In favore di queste istanze, prendiamo le distanze da un tipo di approccio a tali questioni riassumibili negli assunti “non bisogna fare di ogni erba un fascio, basta espellere le mele marce dal sistema ecc.”. Un simile atteggiamento è il frutto di una semplificazione e di una mistificazione del problema che impedisce di leggere la realtà che stiamo vivendo nel suo insieme di pratiche e di tendenze latenti e generali, le quali non possono essere cancellate dal nostro sguardo isolando e al tempo stesso distogliendo l’attenzione sui singoli casi particolari: come se questi ultimi non fossero parti integranti di un più ampio sistema di omertà, di protezioni e di coperture. Non si tratta qui di mettere innanzi ad un tribunale morale i comportamenti virtuosi e quelli condannabili delle forze dell’ordine e di farne bilanci e verdetti.

Si tratta piuttosto di seguire con l’occhio gli accadimenti della prima e della seconda Repubblica italiana, di analizzare nella loro inesauribile complessità i contesti ed i loro mutamenti nei quali gli abusi di potere vengono denunciati oppure normalizzati, vederne i costrutti mediatici che li accompagnano, la produzione legislativa e le pratiche giudiziarie, gli assetti geopolitici e le fasi del capitalismo, le relazioni con la società civile. Non per perderci in dispersivi rivoli teorici, ma per fare in modo che i nostri “sì” e i nostri “no” siano gridati con ferma e lucida consapevolezza.
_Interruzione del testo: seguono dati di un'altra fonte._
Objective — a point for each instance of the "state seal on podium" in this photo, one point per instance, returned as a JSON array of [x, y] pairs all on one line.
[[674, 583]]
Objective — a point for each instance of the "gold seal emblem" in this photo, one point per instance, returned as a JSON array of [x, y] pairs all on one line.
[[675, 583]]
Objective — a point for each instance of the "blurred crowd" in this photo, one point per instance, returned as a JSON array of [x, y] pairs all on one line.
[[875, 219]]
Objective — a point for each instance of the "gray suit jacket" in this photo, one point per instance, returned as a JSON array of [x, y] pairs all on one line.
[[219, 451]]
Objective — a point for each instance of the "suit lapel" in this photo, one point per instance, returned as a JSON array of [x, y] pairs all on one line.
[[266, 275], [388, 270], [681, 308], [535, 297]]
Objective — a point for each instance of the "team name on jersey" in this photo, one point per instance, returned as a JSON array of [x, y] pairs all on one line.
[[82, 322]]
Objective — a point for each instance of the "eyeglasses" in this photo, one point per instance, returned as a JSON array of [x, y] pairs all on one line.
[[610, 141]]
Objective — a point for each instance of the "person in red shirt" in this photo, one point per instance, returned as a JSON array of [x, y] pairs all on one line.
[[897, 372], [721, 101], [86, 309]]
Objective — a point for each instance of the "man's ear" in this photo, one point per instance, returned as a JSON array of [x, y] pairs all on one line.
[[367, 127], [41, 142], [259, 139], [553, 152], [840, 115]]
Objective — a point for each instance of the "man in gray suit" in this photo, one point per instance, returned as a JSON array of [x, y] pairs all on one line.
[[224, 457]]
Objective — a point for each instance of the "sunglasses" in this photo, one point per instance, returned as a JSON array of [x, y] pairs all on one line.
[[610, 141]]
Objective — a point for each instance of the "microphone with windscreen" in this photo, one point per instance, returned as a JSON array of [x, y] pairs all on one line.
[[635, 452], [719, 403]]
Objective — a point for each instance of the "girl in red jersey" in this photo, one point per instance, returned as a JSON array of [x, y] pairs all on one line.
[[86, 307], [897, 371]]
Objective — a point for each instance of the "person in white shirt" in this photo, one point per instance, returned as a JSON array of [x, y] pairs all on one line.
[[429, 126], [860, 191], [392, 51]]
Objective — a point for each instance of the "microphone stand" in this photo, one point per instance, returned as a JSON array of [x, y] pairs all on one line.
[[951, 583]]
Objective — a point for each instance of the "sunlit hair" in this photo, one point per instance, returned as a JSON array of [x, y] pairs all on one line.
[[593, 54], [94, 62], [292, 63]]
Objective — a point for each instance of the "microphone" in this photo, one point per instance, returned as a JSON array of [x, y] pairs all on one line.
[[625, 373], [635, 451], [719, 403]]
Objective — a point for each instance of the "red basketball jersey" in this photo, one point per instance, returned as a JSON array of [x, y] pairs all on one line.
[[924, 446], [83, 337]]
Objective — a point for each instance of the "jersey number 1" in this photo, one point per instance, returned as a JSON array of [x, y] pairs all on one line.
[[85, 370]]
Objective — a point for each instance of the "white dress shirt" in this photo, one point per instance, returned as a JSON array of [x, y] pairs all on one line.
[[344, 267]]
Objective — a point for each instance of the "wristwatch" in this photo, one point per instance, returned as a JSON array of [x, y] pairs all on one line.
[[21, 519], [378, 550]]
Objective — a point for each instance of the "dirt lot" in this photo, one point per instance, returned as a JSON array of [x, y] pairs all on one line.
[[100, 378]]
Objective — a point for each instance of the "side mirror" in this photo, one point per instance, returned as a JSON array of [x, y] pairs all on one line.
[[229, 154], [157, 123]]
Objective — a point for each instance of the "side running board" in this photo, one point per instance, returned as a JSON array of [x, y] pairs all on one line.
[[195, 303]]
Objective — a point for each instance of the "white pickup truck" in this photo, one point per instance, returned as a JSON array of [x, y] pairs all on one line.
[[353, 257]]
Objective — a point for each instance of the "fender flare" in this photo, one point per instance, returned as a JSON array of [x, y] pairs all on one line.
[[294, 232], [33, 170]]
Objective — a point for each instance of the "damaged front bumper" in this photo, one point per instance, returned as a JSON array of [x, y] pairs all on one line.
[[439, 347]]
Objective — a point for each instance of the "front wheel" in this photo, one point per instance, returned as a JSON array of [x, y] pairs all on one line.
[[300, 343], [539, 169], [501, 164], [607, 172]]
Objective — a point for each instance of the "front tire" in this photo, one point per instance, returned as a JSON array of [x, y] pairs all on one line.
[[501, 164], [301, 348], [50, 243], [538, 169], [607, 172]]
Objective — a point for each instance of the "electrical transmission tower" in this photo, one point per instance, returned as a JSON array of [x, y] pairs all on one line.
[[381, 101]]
Da qui proviene il nostro dissenso indignato alla festa della Polizia di Stato che si terrà a Ferrara dedicata a Federico Aldrovandi: non è battendo questa scorciatoia mediatica che si ricostruisce la delicata relazione tra una cittadinanza ferita e la Polizia di Stato che non si è ancora assunto le proprie responsabilità pubbliche, tanto più nella attuale moltiplicazione agghiacciante di vicende come queste.

A che pro tutto questo? Perché è ancora tutto in gioco, perché a coloro cui lasceremo questo mondo sia data la possibilità umana della giustizia, perché siamo responsabili di ciò che viene ad essere e di ciò che potrebbe essere e non sarà: allora muoviamo tutto il nostro impegno e desiderio affinché un altro mondo sia possibile, fin da ora!